Fine-tuning Argument

“Fine-tuning” names a group of problems in cosmology and theoretical physics that suggest the apparent implausibility of certain physical facts. For example, how do we explain the extreme range of values among fundamental parameters or ratios between them? How to explain the apparent dependence of the actual world on critical values of certain theoretical parameters? The question, however, may not be why the world is unlikely but why we should perceive it so. From that point of view, the challenge is to understand the conditioning in our thought that makes the values of such parameters strike us as improbable.
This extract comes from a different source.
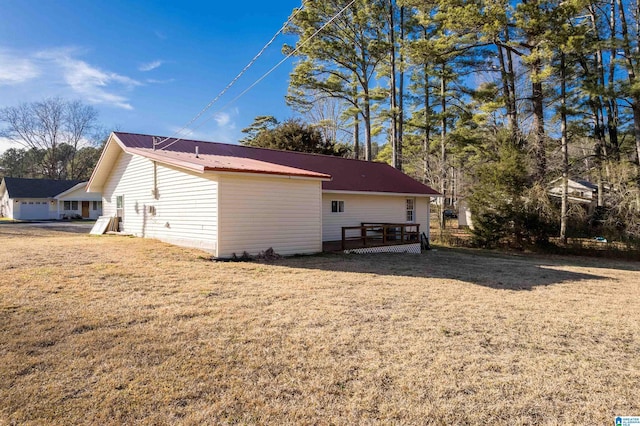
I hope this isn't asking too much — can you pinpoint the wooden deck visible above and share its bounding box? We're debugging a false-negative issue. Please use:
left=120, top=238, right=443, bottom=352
left=322, top=238, right=418, bottom=252
left=322, top=223, right=420, bottom=252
Is fine tuning a false problem, merely a setup? The very fact of defining some theory with “variables” that would allow for the world to be entirely different merely by “tweeking” them is already suspicious. Such variables may be no more than theoretical artifacts, motivated by the theorist’s ambition to create the world from scratch! Religious thinkers have embraced fine-tuning arguments to suggest that the special conditions required for the actual world could not be accidental. Yet, both religion and science ignore the possibility that there might exist processes through which the universe actively tunes itself. A fine-tuning argument is like examining a complex machine and noticing that changing any dimension or detail even slightly would interfere with its proper functioning. Organisms, in contrast, actively strive to maintain their state. While organisms, within limits, are naturally robust, machines are essentially vulnerable to accident and decay. (This is why the mechanist universe conceived by the founding fathers periodically required divine maintenance.) There is but one way for a machine to work properly and an infinite number of ways to fail. Thus, it seems improbable for cosmic order to have come about accidentally or to have persisted through time in the face of the second law of thermodynamics. But this means no more than that we have not been able to imagine a universe that self-organizes and self-maintains.